Updated

The U.S.-led coalition must "get on top of the security situation" in the critical months leading to Iraqi self-rule, British Prime Minister Tony Blair said during a surprise visit here.

On Monday, a top official in Blair's government said that British troops would likely remain in Iraq for years to come.

Blair said Sunday that the conflict in Iraq was a test case in the global fight against terrorism and repression, and one that serves as a warning to other "rogue repressive states developing weapons of mass destruction."

In London, Foreign Secretary Jack Straw said Monday that British forces would likely remain in the country for years to come.

He said he could not give an "exact timescale" for their withdrawal but added that "it is not going to be months. ... I can't say whether it is going to be 2006, 2007."

Britain has some 10,000 troops stationed in and around Basra in southern Iraq.

Blair's top envoy in Iraq, Sir Jeremy Greenstock, warned Sunday that insurgents likely will stage bigger and more sophisticated attacks.

"The opposition is getting more sophisticated, using bigger bombs and more sophisticated controls. We will go on seeing bigger bangs," Greenstock told reporters after meeting with Blair.

Blair said: "The important thing is to realize we are about to enter into a very critical six months. We have got to get on top of the security situation properly and we have got to manage the transition. Both of those things are going to be difficult."

On New Year's Eve, a car bomb killed eight people celebrating in an upscale restaurant in Baghdad, the capital. On Dec. 27, coordinated strikes including four car bombs struck the southern city of Karbala, killing 19 people, including seven coalition troops, and wounding some 170.

Coalition reports of attacks around the country Sunday were fairly routine: two mortar shells exploded near the coalition headquarters in the southern city of Nasiriyah, causing no damage or injuries; insurgents ambushed a U.S. foot patrol in northern Tikrit, injuring one American soldier; and a homemade bomb exploded as a U.S. convoy was passing in Beiji, wounding three U.S. soldiers.

Witnesses reported that gunmen wounded coalition-appointed lawyer Mohammed al-Jawadi and his son in a failed assassination attempt in the northern city of Mosul on Monday morning. Sources at the local hospital said al-Jawadi, the general prosecutor of a newly established court to fight corruption, was in critical condition but his son's life was not in danger.

Greenstock said he thought 75-80 percent of attacks were being carried out by loyalists of ousted Iraqi leader Saddam Hussein and the rest by foreign terrorist groups that were putting in place "cell structure."

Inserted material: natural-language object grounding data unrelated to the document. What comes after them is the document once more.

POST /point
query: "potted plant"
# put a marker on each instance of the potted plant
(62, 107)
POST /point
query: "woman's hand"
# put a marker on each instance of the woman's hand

Blair, a staunch ally of the United States whose popularity plummeted amid allegations his government overstated the threat from Saddam Hussein, used his visit Sunday to reiterate charges that preceded the U.S.-led invasion.

Saddam's Iraq, he said, embodied the dual threats facing the world from the "incredibly dangerous" terrorism that is "a perversion of the true faith of Islam" and brutal and repressive regimes that use weapons of mass destruction.

Those threats produce "chaos" and "the whole world system, economically and politically, breaks down," he said.

Later, in a briefing on a plane, he indicated to reporters that the Iraq invasion serves as a warning to other countries developing weapons of mass destruction. "It's important to say to countries that may have engaged in such programs: 'Look, there's a different way of dealing with this,'" Blair said.

Since the invasion, Libya and Iran have allowed initial visits by U.N. inspectors and there are hopes it could curb and influence other countries.

Blair said Saddam had a "proven record of use of weapons of mass destruction."

"Brutal and repressive states that don't actually have the support or consent of their people that are developing weapons which can cause destruction on a massive scale are a huge, huge liability to the whole security of the world," Blair said.

"This conflict here was a conflict of enormous importance because Iraq was a test case," Blair told some of the 10,000 British troops stationed in and around Basra, 340 miles southeast of Baghdad. "If we backed away from that, we would never be able to confront this threat in the other countries where it exists."